Frequently Asked Questions:
Question: What is the foremost effect that the pasquinades brought to the people?
Answer: Fear, and a great panic.
Question: Who was behind the posting of the seditious and revolutionary posters? Was it Simoun? Was it the friars? Was it the government?
Answer: a. Could it have been the governor-general, so that his rule would be lengthened in the event of civil unrest? It was not him. The governor-general is depicted as too dimwitted to have been able to come up with such a plan. Truth is, he could not have even been able to stay in office and govern the land if it were not for his advisers telling him what to do.
b. Simoun? Simoun was ill. The posters were spread just a day after Simoun fell ill. But was it possible that Simoun could have odered Placido Penitente and the former teacher of Tiyani to do the deed for him?

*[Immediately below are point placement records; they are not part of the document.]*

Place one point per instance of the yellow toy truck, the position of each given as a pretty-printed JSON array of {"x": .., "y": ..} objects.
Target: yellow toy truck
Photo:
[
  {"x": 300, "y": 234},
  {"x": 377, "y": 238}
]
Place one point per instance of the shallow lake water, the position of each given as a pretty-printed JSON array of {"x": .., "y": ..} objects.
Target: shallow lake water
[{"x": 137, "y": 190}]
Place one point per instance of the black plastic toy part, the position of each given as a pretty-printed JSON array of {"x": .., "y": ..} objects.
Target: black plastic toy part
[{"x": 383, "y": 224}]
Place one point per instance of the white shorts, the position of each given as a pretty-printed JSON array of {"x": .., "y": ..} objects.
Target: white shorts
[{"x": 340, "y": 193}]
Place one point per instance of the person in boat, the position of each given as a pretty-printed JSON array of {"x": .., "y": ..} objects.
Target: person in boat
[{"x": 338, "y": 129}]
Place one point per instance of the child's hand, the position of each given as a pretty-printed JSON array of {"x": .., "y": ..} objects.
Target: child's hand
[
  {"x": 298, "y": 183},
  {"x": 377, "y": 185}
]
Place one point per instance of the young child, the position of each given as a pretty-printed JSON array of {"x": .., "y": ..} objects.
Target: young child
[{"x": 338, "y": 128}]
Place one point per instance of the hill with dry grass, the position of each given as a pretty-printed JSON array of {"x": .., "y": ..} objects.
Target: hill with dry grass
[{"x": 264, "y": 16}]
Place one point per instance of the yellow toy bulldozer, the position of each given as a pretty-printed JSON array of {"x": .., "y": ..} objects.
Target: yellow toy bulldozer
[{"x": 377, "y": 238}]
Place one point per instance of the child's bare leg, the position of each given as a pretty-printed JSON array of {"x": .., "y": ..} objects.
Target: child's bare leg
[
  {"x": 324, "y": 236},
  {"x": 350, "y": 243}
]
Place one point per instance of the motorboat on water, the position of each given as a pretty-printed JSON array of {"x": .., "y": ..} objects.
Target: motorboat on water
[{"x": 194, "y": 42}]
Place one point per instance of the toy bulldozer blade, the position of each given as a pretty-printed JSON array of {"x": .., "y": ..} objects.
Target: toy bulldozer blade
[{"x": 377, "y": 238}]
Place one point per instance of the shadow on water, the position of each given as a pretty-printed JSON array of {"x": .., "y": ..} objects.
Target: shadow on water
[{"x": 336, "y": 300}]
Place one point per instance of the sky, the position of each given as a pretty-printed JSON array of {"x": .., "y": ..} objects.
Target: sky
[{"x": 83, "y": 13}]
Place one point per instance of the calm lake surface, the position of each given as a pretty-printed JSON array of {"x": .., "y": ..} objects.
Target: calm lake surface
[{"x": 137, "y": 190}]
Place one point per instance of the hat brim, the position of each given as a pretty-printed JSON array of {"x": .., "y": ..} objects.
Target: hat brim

c. The friars and the Dominicans? Only Simoun and the friars were strongly against the establishment of a Spanish academy. A petition had already been signed to keep this plan from happening, but why were the posters necessary? Wasn’t it the plan of Don Custodio to place the academy under the administration of the University of Santo Tomas?
Question: How could Paulita have ended things with Isagani?
Answer: She grew fearful of the youth’s valor and heroism. Dona Victorina also could have gotten help from Paulita’s friends to finally convince her to let go of Isagani and be with Juanito instead.